When Compassion Meets Curiosity
Raise your hand if you’ve ever missed an opportunity to connect with another person because you’ve judged them (or yourself).
When you are faced with a circumstance that goes against your belief system or value system and you’re triggered into a fit of emotion in what feels like a nanosecond, you can almost watch yourself react as though you’re not in control of yourself anymore. When it passes, and you see the truth of situation, you feel a bit of shame at not having a more controlled response to the situation. If that’s not enough, you are probably making all kinds of excuses about why you behaved the way you did. Never mind the fact that you are still making it all about you.
If this is you, I have good news.
There is an antidote for this response.
I like to call it compassionate curiosity.
When we judge and label things or people, it can be no other way. It is finite. It halts any sense of curiosity and encourages us to make decisions based on the what we think we “know” at that moment. This is a tragedy. Most times, we have no real sense of urgency to decide and respond, it is our choice.
You might be wondering what makes curiosity compassionate. I’m so glad you asked. It simply means that we come from a place of love and acceptance. Our motivation for curiosity is rooted in genuine desire to understand or appreciate others, especially when they are different from us. We put aside any selfish motivation for our inquiry.

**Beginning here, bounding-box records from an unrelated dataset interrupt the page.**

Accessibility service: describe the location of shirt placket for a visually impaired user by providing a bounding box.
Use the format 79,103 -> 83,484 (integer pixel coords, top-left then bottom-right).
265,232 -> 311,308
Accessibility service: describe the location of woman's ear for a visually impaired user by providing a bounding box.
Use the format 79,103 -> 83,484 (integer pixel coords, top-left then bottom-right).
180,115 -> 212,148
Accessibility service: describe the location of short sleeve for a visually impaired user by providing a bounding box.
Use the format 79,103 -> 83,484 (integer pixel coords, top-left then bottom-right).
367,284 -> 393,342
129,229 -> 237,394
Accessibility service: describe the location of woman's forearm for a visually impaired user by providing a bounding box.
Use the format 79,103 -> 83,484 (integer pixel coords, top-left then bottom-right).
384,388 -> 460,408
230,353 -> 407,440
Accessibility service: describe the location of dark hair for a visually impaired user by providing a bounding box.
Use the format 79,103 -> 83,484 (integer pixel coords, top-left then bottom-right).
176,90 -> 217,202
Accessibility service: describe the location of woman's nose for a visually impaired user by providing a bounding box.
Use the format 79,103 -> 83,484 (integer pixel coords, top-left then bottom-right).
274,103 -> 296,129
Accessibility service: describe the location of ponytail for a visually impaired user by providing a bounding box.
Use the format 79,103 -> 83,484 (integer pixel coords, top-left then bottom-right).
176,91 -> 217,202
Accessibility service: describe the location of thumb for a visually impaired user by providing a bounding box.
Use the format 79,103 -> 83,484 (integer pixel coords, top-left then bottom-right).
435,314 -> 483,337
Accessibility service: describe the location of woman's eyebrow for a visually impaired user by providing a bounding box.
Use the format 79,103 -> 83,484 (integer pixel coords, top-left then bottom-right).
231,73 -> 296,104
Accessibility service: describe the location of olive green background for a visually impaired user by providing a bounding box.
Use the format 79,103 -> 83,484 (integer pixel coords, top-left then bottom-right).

The litmus test is checking in with yourself after you’ve been curious to see if there is any urge to change the other person or if there is any lingering hope for them to be different than they are. If you feel these things, you are not truly compassionate and your curiosity could be seen as manipulative or disingenuous.
What would be different if you practiced compassionate curiosity in place of judgment? With yourself? With others? Would you be willing to try it and be open to how it could change your life?
Sure, but how? You might be thinking that there is a complex process for doing this, but it’s really quite simple.
The first step is knowing that you choose your thoughts. Any belief that thoughts “happen” to you is just false. Own up to your thinking. Take responsibility, without judgment of course.
The second step is knowing and labeling your triggers. What circumstances influence you to behave this way. What are your default thoughts about those circumstances? What have you already decided they mean?
Next, start paying attention to what you “generally” do when you are triggered. Make some notes. Do this over time so that you can spot patterns in your behavior. Nothing outside of you causes your behavior. Your behavior comes from your feelings, which are caused by your thinking.
Then find the facts in the story (story = a collection of thoughts). The story you create around your experience is likely enmeshed with a few actual facts. Pull them forward. What’s left? Probably a serious of assumptions, interpretations and beliefs.
And, finally, get curious about “what is”, not what “you’ve manufactured about what is”. What don’t you know? What else could be true?
That’s it.
Start with simple things. When you notice yourself judging, step back and just say “huh, that’s interesting”. See if you can generate some desire to understand the things you judge. This will lead to curiosity. Throw in some love and practice it like it’s your job.
When you’ve developed some proficiency there, challenge yourself to move toward appreciating and accepting (and be mindful that acceptance is not agreement). Your life will be forever changed my friends.